Le 7 septembre 1792 il fut élu, par le département de la Gironde, membre de la Convention, le 6e sur 10, avec 464 voix sur 640 votants. Il chercha à concilier les partis extrêmes, la Gironde avec la Montagne, et devant l'inutilité de ses efforts, dit un jour : « Le ventre dévorera les deux bouts. » Il réclama (29 octobre) contre le décret qui excluait les députés de toute fonction publique, parla longuement (18 décembre) sur les vices de l'éducation domestique et, dans le procès du roi, répondit au 3e appel nominal :

« Au moment de prononcer définitivement sur le sort de Louis (ci-devant roi), je dois à ma conscience et à mes commettants l'exposition de mes principes qui ont dirigé mon opinion et mon jugement.

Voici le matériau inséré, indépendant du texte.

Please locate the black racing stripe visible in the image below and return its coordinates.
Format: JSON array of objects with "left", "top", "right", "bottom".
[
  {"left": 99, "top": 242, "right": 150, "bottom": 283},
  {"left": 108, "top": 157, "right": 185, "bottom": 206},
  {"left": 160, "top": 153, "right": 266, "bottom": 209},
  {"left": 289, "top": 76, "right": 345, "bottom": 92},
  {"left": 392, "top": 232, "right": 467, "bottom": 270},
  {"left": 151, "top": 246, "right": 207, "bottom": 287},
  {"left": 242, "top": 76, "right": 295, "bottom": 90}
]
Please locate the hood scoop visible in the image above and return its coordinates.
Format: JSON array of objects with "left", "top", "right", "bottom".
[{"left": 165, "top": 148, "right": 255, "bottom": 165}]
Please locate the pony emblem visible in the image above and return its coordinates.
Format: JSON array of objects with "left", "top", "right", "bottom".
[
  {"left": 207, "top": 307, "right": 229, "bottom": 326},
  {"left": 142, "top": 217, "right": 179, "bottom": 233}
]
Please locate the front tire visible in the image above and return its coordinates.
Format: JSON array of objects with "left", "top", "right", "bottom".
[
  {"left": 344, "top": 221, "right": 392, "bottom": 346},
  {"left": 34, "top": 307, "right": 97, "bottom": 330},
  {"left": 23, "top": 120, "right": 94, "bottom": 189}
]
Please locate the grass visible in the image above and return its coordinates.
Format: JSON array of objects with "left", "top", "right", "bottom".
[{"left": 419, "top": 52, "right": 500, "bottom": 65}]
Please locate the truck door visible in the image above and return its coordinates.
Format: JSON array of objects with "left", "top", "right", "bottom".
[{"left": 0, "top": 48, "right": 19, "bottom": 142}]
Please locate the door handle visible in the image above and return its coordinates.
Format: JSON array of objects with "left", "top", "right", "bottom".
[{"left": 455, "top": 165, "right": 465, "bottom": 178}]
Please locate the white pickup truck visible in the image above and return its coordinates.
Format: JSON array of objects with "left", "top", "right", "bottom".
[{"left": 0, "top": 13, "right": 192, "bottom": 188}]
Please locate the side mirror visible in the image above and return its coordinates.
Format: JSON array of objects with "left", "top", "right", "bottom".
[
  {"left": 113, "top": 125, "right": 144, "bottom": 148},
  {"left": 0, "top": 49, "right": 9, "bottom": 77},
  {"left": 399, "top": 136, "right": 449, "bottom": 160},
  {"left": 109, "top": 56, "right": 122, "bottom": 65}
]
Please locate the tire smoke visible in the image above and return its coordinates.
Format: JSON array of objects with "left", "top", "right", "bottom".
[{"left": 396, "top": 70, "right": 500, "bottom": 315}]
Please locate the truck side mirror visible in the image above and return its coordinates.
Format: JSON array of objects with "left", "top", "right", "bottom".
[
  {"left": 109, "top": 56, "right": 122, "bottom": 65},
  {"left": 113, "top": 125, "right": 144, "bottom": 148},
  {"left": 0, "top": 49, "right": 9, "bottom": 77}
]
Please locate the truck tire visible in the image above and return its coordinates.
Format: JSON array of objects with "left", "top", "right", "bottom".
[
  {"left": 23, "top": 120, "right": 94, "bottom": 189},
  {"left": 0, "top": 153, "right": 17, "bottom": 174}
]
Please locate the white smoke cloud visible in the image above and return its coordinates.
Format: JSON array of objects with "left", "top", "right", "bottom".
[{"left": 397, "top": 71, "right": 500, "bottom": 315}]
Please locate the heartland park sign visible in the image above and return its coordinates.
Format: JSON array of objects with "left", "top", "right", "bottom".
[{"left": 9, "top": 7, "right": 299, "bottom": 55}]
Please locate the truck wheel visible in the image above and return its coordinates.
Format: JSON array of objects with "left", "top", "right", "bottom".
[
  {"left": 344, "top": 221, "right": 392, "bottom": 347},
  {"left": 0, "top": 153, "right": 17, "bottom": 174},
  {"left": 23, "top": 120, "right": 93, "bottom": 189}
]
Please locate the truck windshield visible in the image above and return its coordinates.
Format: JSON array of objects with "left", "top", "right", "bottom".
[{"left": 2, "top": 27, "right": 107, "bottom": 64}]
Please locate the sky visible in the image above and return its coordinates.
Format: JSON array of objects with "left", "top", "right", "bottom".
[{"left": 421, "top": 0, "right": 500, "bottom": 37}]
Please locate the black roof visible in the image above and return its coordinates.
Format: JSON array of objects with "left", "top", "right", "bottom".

Je ne pensais pas que la Convention nationale dût juger Louis ; je n'ai jamais douté qu'elle en eût le droit, mais je croyais qu'il ne lui convenait pas d'user de ce droit.

Elle a décrété qu'elle le jugerait : si son décret eût été repoussé par la conscience de mes devoirs et le sentiment de mon incompétence, aucune puissance sur la terre n'eût pu me forcer à l'exécuter ; il ne répugnait qu'à mon opinion, elle s'est tue devant l'opinion de la majorité.
J'ai voté contre la sanction du jugement par le peuple, parce qu'elle m'a paru subversive de tous les principes du gouvernement représentatif (sous lequel je veux vivre et mourir, car il m'est démontré que la liberté n'est que là), parce que le peuple ne peut à la fois conserver et déléguer l'exercice de ses pouvoirs, avoir des représentants et n'être pas représenté.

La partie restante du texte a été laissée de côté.